Tired muscles scream for protein to help them beef up, so make the most of the sludge in your shaker.
1 RIP AND BURN
You’ve done a weights session and your arms are screaming. “Lifting weights causes tiny rips in your muscles, priming them for growth,” says Christian Finn, a UK-based sports scientist and founder of www.thefactsaboutfitness.com. In the 30 minutes after your workout, muscles are in an optimum state for growth and they need amino acids to fuel them. Enter the protein shake.
2 MEASURE FOR MEASURE
Breaking down and absorbing this dense surge of protein and carbs is a tough job. It’s your kidneys that take the strain. OD-ing on protein shakes won’t damage them, but it won’t build extra muscle too. “Excessive protein will just be stored as fat – or excreted by your kidneys – and not be used to build muscle,” says UK-based sports dietitian Becky Stevenson. You only need 1g of protein for every 0.5kg of body weight every day. This gives you all the essential amino acids required to help your muscles repair and grow.
3 SOUND THE TRUMPET
Whoops. Was that the dog again? One side effect of protein shakes, if you hadn’t noticed, is that they can cause flatulence. “One theory is that the glucose in protein shakes feeds bacteria in the gut, resulting in fermentation,” says Stevenson. “Another less entertaining side effect is dehydration.
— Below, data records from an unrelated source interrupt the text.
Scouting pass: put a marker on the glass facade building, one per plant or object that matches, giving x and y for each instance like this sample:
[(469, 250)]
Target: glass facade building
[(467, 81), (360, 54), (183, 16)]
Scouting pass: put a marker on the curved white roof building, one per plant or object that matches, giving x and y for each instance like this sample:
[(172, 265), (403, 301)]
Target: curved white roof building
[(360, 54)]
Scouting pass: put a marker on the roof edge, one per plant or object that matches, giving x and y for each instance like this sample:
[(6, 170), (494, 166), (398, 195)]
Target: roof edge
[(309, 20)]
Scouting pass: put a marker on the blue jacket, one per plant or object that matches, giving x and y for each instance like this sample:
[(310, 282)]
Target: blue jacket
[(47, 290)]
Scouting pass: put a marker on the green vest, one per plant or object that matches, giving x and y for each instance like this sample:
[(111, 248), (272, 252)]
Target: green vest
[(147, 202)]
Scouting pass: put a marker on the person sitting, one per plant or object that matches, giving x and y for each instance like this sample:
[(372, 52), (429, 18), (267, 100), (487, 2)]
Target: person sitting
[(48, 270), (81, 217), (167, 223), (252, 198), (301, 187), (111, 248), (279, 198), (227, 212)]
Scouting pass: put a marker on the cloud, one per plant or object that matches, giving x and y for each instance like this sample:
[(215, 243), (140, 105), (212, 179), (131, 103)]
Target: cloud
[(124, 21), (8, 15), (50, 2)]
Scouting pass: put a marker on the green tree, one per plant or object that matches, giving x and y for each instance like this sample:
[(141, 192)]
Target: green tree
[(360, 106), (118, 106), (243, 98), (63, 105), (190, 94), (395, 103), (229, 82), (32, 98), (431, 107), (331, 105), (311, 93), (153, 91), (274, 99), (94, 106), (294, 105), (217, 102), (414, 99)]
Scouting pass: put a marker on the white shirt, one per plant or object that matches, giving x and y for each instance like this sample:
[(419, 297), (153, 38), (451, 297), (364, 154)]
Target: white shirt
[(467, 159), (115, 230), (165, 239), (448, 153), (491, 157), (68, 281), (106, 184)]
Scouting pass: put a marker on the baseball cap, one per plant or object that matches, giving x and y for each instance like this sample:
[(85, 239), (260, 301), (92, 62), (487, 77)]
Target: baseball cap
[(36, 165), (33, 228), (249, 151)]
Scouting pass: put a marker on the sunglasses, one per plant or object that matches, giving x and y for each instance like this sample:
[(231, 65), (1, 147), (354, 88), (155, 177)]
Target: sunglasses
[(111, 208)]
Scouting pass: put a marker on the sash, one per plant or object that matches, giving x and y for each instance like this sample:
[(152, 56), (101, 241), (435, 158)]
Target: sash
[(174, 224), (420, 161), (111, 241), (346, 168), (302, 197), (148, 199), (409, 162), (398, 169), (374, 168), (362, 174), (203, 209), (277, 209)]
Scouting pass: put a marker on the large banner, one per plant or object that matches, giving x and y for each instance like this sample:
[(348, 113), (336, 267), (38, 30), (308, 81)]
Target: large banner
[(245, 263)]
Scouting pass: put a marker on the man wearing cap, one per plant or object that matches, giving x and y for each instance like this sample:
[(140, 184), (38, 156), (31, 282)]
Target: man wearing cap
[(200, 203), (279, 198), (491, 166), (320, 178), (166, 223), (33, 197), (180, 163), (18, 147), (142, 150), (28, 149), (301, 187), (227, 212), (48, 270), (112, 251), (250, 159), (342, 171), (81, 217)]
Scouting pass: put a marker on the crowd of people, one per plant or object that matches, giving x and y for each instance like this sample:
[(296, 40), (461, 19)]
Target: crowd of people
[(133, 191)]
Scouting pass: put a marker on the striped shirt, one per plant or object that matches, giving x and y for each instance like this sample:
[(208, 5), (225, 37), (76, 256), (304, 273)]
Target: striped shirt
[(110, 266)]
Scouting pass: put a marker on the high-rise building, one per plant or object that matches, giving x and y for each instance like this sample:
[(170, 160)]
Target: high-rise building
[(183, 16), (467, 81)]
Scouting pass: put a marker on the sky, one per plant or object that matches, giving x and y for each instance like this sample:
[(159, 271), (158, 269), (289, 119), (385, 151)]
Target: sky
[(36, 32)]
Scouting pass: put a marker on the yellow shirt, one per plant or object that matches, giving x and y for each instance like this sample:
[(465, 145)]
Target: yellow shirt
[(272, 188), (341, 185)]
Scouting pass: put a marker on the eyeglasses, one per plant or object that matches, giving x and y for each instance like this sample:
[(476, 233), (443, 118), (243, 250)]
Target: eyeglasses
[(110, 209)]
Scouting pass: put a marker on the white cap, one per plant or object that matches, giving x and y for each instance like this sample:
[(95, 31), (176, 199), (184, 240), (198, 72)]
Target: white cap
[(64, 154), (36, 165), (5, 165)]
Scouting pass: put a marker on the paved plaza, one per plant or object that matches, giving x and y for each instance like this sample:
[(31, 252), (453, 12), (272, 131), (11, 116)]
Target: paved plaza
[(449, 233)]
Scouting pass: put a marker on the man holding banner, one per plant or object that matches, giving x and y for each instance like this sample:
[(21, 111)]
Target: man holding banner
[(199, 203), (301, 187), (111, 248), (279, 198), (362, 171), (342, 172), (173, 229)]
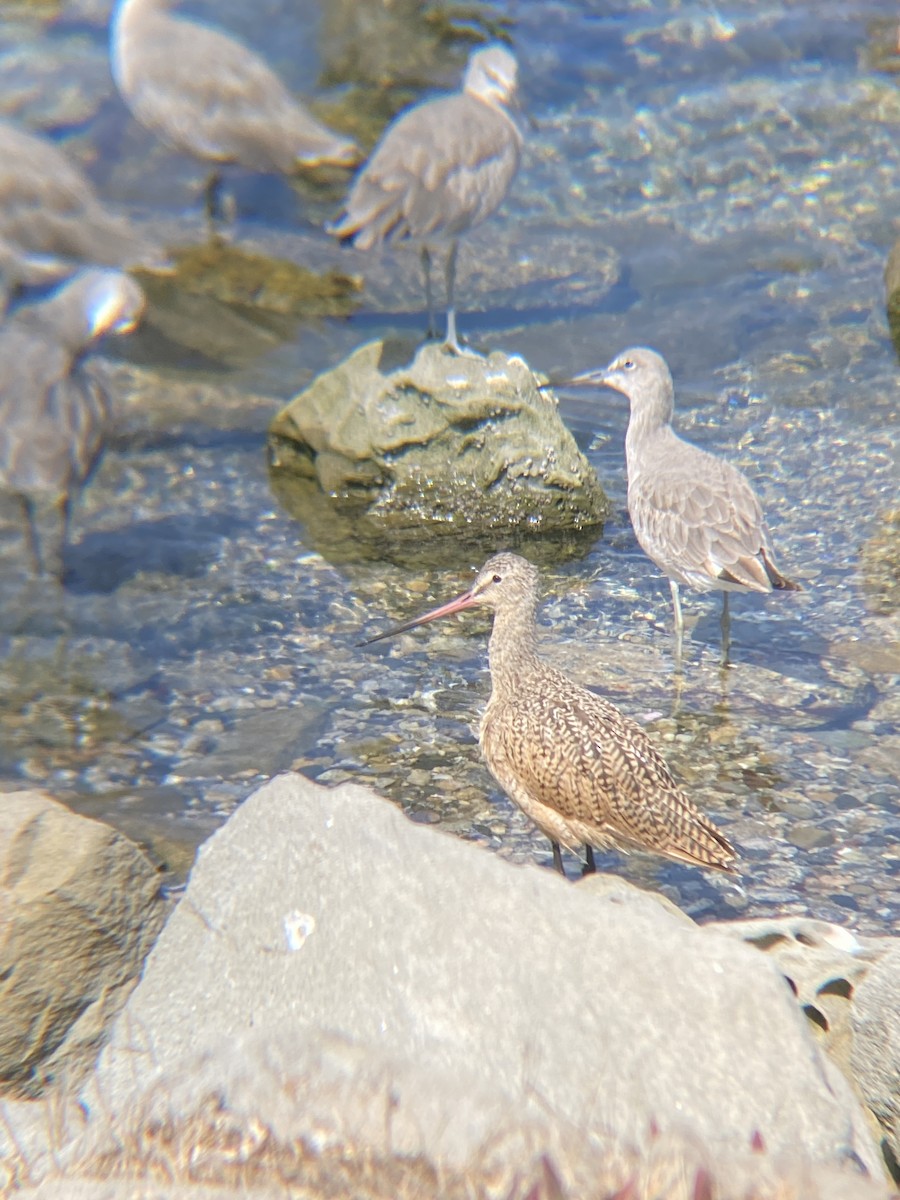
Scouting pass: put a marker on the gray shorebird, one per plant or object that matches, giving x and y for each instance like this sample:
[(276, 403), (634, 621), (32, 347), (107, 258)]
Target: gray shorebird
[(582, 771), (439, 169), (53, 413), (695, 515), (208, 95), (52, 221)]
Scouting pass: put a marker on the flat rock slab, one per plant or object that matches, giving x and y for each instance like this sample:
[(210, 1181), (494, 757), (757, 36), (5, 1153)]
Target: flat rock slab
[(457, 444), (335, 970)]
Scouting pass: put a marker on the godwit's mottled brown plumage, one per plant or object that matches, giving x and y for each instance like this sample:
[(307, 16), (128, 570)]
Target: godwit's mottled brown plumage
[(439, 169), (695, 515), (582, 771), (53, 413), (210, 96)]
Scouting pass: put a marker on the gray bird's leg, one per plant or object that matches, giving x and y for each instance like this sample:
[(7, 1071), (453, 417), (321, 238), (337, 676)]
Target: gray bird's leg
[(451, 342), (558, 858), (679, 623), (425, 256), (33, 541), (726, 628)]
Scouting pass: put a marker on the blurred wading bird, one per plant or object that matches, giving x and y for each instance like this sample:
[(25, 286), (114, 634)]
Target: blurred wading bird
[(439, 169), (52, 221), (53, 413), (210, 96), (695, 515), (582, 771)]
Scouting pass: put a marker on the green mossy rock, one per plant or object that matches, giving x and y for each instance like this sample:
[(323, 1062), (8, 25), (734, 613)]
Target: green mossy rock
[(454, 443)]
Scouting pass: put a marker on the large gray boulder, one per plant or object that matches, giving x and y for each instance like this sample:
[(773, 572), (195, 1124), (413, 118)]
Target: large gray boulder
[(335, 971), (79, 910), (459, 444)]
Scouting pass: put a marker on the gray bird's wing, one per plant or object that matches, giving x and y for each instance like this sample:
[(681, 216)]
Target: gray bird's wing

Water is needed to digest concentrated liquid and your body is using fluid to digest rather than rehydrate.”
4 CARB LOADING
It’s not just protein surging through your blood to your muscles – read the label and you’ll see the shake also has carbs. Don’t panic, because these are muscle-building friends. “Carbs are vital fuel for muscle building. If you don’t have enough carbs, your body will eat into the muscle you already have for fuel,” says Stevenson. “Muscle building is not just about protein.”
5 GREED IS GOOD
About an hour after your workout, the rebuilding work fuelled by your shake begins to slow down – so keep it firing by following up with a meal of protein and carbohydrates. “Your body keeps turning protein into muscle for at least 24 hours after your workout, so try to eat every two to three hours,” says Finn. Stevenson adds: “When combined with a structured training and nutrition plan, the boost from your shake will see you start to add lean muscle within six to eight weeks.”
6 NEED FOR SPEED
“Most protein shakes are made of either whey or soya,” says Stevenson. “Both have been partially ‘pre-digested’ during the manufacturing process, so they’re easily and rapidly absorbed by the body.” But a word of warning to dairy lovers: The untreated proteins in milk move through you slower than a wounded snail, so always mix your powder with plenty of water.